Pawai yang berjalan tidak lebih dari dua jam ini diikuti oleh berbagai kalangan. Baik itu dari KMHD (Keluarga Mahasiswa Hindu Darma), Pemeluk Agama Hindu seluruh Indonesia yang menetap di Yogyakarta, Dinas kebudayaan Bantul yang menampilkan Dimas-Diajengnya, serta dari Dinas Kebudayaan Sleman.

Bima, selaku panitia acara pawai tersebut menjelaskan bahwa kegiatan yang diikuti dari berbagai kalangan ini dilakukan selain untuk memperingati Hari Raya Nyepi, juga untuk menumbuhkan rasa persaudaraan.

“Kegiatan ini kan dari berbagai kalangan ya, jadi untuk menumbuhkan rasa persaudaraan yang sejati dan menambah kerukunan antar pemeluk agama.”

Ketua Mahatma, Yoga Ganathika juga menjelaskan bahwa ogoh-ogoh merupakan bentuk simbolik untuk menggambarkan sebuah raksasa.
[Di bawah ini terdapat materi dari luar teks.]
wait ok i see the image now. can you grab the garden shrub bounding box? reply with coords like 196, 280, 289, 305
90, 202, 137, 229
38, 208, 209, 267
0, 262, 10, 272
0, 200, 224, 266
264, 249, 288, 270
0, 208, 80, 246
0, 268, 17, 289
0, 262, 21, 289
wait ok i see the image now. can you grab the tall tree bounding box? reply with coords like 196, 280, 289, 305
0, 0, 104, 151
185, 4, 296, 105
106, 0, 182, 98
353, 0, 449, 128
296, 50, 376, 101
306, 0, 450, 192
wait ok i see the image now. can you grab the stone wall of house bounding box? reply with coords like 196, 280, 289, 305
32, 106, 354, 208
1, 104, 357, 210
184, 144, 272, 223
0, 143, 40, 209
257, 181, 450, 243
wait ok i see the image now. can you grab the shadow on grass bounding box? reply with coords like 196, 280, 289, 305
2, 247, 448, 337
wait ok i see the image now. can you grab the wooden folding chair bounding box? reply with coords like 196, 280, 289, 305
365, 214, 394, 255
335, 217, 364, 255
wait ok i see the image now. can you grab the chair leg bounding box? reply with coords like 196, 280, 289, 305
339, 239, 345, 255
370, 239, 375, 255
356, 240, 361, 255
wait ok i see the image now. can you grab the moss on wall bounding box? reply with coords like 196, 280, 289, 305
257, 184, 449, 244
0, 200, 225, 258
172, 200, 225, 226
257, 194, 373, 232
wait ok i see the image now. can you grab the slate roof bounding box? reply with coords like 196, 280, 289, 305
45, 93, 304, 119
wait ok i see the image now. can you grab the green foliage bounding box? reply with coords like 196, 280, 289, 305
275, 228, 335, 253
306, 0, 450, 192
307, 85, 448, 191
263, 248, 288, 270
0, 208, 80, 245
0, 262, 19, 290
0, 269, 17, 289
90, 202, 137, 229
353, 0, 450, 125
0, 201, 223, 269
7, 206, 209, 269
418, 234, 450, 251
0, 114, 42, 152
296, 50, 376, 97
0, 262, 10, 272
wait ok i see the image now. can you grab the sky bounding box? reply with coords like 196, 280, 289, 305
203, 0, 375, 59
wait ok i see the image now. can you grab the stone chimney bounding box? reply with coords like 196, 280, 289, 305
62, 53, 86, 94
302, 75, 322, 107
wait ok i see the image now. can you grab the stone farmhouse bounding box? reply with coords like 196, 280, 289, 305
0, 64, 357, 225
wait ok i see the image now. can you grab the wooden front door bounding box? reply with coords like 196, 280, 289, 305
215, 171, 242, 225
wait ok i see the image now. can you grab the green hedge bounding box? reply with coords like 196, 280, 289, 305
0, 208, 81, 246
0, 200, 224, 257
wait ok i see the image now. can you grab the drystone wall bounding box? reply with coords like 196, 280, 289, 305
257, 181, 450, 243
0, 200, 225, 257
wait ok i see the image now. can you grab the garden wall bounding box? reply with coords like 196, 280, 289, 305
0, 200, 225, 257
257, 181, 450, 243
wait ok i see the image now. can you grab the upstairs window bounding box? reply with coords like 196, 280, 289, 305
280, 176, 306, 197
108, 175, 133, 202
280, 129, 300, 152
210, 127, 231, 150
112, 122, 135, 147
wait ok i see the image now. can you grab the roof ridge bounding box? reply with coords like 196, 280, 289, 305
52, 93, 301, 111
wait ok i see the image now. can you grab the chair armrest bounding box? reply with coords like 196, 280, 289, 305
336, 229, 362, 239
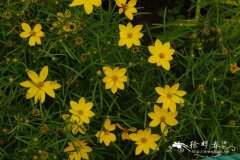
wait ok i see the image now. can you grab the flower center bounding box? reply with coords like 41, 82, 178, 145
78, 110, 83, 115
122, 4, 128, 10
127, 33, 133, 39
37, 82, 44, 88
159, 53, 164, 59
160, 116, 166, 122
112, 76, 118, 81
70, 24, 75, 30
30, 31, 36, 36
104, 130, 109, 135
167, 93, 172, 99
140, 138, 147, 144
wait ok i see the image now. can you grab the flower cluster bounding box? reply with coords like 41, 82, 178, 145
16, 0, 190, 158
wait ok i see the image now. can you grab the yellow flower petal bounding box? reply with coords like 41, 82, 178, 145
161, 122, 168, 136
149, 134, 160, 142
116, 81, 124, 90
69, 0, 85, 7
155, 87, 165, 96
169, 101, 176, 112
125, 11, 133, 20
35, 37, 41, 45
117, 68, 127, 76
155, 39, 163, 48
143, 146, 150, 155
20, 81, 34, 88
20, 32, 31, 38
70, 100, 79, 110
40, 90, 46, 103
78, 97, 86, 106
111, 84, 118, 93
161, 61, 170, 70
39, 66, 48, 82
27, 70, 40, 83
33, 24, 42, 32
126, 39, 133, 48
42, 82, 55, 98
21, 23, 31, 32
149, 119, 160, 127
176, 90, 187, 96
118, 76, 127, 82
26, 87, 38, 99
29, 36, 36, 46
35, 31, 45, 37
103, 76, 112, 82
135, 144, 144, 155
103, 67, 113, 76
105, 81, 114, 89
148, 45, 157, 55
162, 99, 171, 110
34, 91, 41, 104
118, 38, 126, 46
165, 117, 178, 126
132, 38, 141, 46
50, 81, 61, 89
133, 25, 143, 34
128, 0, 137, 6
84, 1, 93, 14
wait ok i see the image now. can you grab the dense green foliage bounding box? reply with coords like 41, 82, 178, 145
0, 0, 240, 159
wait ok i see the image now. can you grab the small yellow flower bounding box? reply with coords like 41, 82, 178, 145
69, 0, 102, 15
63, 22, 76, 32
62, 114, 86, 134
116, 0, 137, 20
20, 23, 45, 46
230, 62, 240, 74
64, 140, 92, 160
95, 118, 116, 146
148, 105, 178, 136
148, 39, 175, 70
228, 120, 237, 126
116, 123, 136, 140
129, 128, 160, 155
155, 83, 186, 113
102, 66, 128, 94
75, 37, 84, 45
69, 97, 95, 124
20, 66, 61, 104
118, 22, 143, 49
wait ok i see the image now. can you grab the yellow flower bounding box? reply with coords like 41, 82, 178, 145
118, 22, 143, 49
155, 83, 186, 113
69, 0, 102, 15
63, 22, 76, 32
148, 39, 175, 70
20, 66, 61, 104
64, 140, 92, 160
148, 105, 178, 136
129, 128, 160, 155
116, 123, 136, 140
62, 114, 86, 134
116, 0, 137, 20
95, 118, 116, 146
69, 97, 95, 124
19, 23, 45, 46
102, 66, 128, 94
230, 62, 240, 74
Raksasa-raksasa ini akan membuat unsur-unsur negatif di sepanjang jalan masuk ke dalam ogoh-ogoh tersebut. Setelah ogoh-ogoh tersebut diarak, mereka (ogoh-ogoh) akan di lebur, dikembalikan ke alam sana dengan di bakar.

Salah satu ogoh-ogoh yang diarak bertema Taru Pule. Tema ini diusung oleh Keluarga Mahasiswa Hindu Darma (KMHD) Mahatma Universitas Atmajaya.

Yoga Gunathika juga menambahkan bahwa Taru Pule sendiri diambil dari Taru yang berarti Tumbuhan dan Pule yang merupakan tumbuhan dari Bali yang memang di sakralkan, karena bisa digunakan sebagai obat, menjadi sandang, pangan, papan. Tema ini diambil atas dasar agar manusia dapat berkomunikasi kepada tiga aspek; Manusia pada Manusia, Manusia pada Alam, dan Manusia pada Tuhan.

Rini, warga yang menonton pawai budaya tersebut pun turut memberikan komentarnya, “Asik, keren abis. Totalitas semuanya. Soalnya aku baru pertama liat pawai tentang keagamaan gitu beda agama pula. Semoga budaya dan toleransi selalu dipertahankan.”[]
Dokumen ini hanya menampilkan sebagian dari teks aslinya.